Yanağından öperken "Dikkat et seni bayıltmasın" dedim. Başımı boyun girintisine yerleştirip derin ve dinlendirici bir nefes aldım. "Seni çok seviyorum"

"Öyle mi?" dedi, Anıl gülerek. Bazen gıcıklık yapası tutuyordu. "Vazgeçtim öyle değilmiş" dedim göz devirerek. Bu esnada Eylül'ün olduğu noktadan bir müzik sesi yükselmişti. İkimiz de o tarafa baktığımızda Eylül'ün plak çaları çalıştırdığını gördük. Kendisi de yaptığının pek farkında değildi ve bu yüzden şaşkınlıkla bize bakıyordu.
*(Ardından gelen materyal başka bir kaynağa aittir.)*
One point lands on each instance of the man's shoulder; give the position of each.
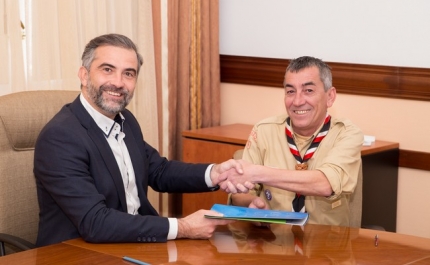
(274, 121)
(345, 123)
(271, 123)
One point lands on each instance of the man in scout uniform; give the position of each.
(311, 160)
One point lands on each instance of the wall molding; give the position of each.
(356, 79)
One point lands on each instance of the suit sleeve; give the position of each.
(78, 196)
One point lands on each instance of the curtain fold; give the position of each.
(194, 94)
(12, 74)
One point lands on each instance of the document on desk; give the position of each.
(258, 215)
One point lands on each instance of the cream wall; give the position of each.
(387, 119)
(384, 32)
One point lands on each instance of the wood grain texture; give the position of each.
(357, 79)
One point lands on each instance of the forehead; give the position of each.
(303, 75)
(116, 56)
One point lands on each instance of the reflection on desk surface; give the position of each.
(243, 243)
(321, 244)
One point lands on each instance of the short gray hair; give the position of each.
(307, 61)
(116, 40)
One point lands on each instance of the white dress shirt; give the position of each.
(115, 137)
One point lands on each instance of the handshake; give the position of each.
(234, 176)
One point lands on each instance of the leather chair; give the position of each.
(22, 116)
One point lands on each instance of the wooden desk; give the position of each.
(243, 243)
(59, 254)
(380, 171)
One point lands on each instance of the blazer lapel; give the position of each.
(139, 163)
(100, 141)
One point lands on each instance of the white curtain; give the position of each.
(56, 34)
(12, 76)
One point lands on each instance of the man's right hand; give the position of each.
(258, 203)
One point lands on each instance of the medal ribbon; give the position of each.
(299, 199)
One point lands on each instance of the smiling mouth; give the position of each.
(300, 112)
(112, 93)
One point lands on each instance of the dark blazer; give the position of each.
(79, 185)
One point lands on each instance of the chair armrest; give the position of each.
(20, 243)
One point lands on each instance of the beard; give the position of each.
(110, 106)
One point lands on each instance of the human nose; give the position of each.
(117, 80)
(299, 99)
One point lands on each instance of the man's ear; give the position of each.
(83, 76)
(331, 96)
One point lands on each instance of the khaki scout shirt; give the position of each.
(338, 157)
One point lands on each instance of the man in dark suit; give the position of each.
(93, 167)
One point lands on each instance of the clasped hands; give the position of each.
(233, 176)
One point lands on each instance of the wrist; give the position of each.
(183, 227)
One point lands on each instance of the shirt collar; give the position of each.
(107, 125)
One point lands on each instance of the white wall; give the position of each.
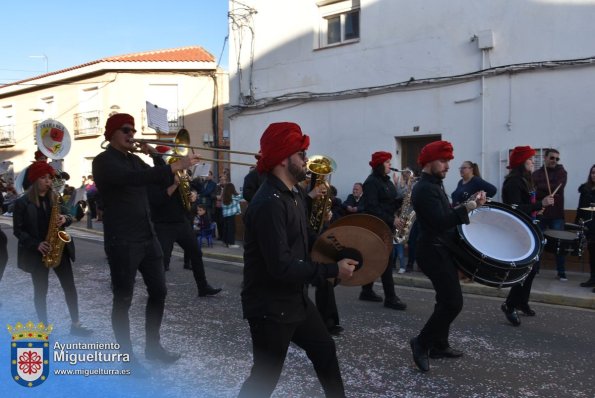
(424, 39)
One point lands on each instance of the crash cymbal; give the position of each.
(369, 222)
(331, 245)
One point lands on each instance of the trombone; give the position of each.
(181, 144)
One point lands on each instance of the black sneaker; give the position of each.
(158, 353)
(208, 290)
(370, 295)
(395, 303)
(511, 314)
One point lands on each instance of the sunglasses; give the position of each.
(127, 130)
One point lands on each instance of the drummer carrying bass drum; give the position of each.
(437, 222)
(518, 190)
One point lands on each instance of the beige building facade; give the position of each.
(184, 81)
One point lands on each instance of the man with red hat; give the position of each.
(130, 240)
(277, 269)
(519, 190)
(380, 200)
(437, 224)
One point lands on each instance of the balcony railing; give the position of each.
(87, 124)
(7, 135)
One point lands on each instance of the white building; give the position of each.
(366, 75)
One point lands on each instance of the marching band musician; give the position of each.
(380, 200)
(130, 240)
(274, 297)
(437, 221)
(172, 225)
(31, 222)
(518, 189)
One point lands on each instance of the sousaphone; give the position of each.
(362, 237)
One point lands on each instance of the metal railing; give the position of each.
(87, 124)
(7, 135)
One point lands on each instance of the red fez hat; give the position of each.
(39, 169)
(434, 151)
(379, 158)
(39, 154)
(116, 122)
(278, 142)
(518, 156)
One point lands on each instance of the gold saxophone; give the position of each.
(55, 237)
(320, 168)
(407, 215)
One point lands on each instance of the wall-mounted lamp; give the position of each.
(207, 139)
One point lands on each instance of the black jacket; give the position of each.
(277, 267)
(515, 191)
(380, 198)
(122, 180)
(26, 229)
(587, 197)
(437, 219)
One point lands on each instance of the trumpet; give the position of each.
(181, 144)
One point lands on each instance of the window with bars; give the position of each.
(339, 24)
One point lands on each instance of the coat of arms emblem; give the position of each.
(29, 353)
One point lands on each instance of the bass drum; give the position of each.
(362, 237)
(499, 246)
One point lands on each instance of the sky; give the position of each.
(70, 33)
Belki bir şarkının her sesinde
Belki bir sahil meyhanesinde
Belki de içtiğim sigaranın son dumanısın

"E o zaman" deyip ayağa kalktı Anıl. Başımı kaldırarak ona bakarken bana elini uzatmıştı. "Bu dansı bana lütfeder misiniz?"

Bir yıldız gökte kayıp giderken
Islak bir yolda yalnız yürürken
Bambaşka bir şeyi düşünürken, aklımdasın

Elinden tutarak teklifini kabul ettiğimde oyuncakların ortasında dans eden bir çifttik.

Geçmiş değil bugün gibi
Yaşıyorum hala seni
Sen hep benim yanımdasın
Gündüzümde,gecemdesin
Çalınmasın,söylenmesin
Sen benim şarkılarımsın

Dudaklarını alnıma bastırarak "Seni çok seviyorum" dedi. Eylül bizi ayırmak yerine bize hayran hayran bakıyor ve alkış tutuyordu. İkimiz de bir elimizi Eylül'e uzattık. Koşarak yanımıza geldi, Anıl eğilip kucağına aldı ve artık dansımız üç kişilikti.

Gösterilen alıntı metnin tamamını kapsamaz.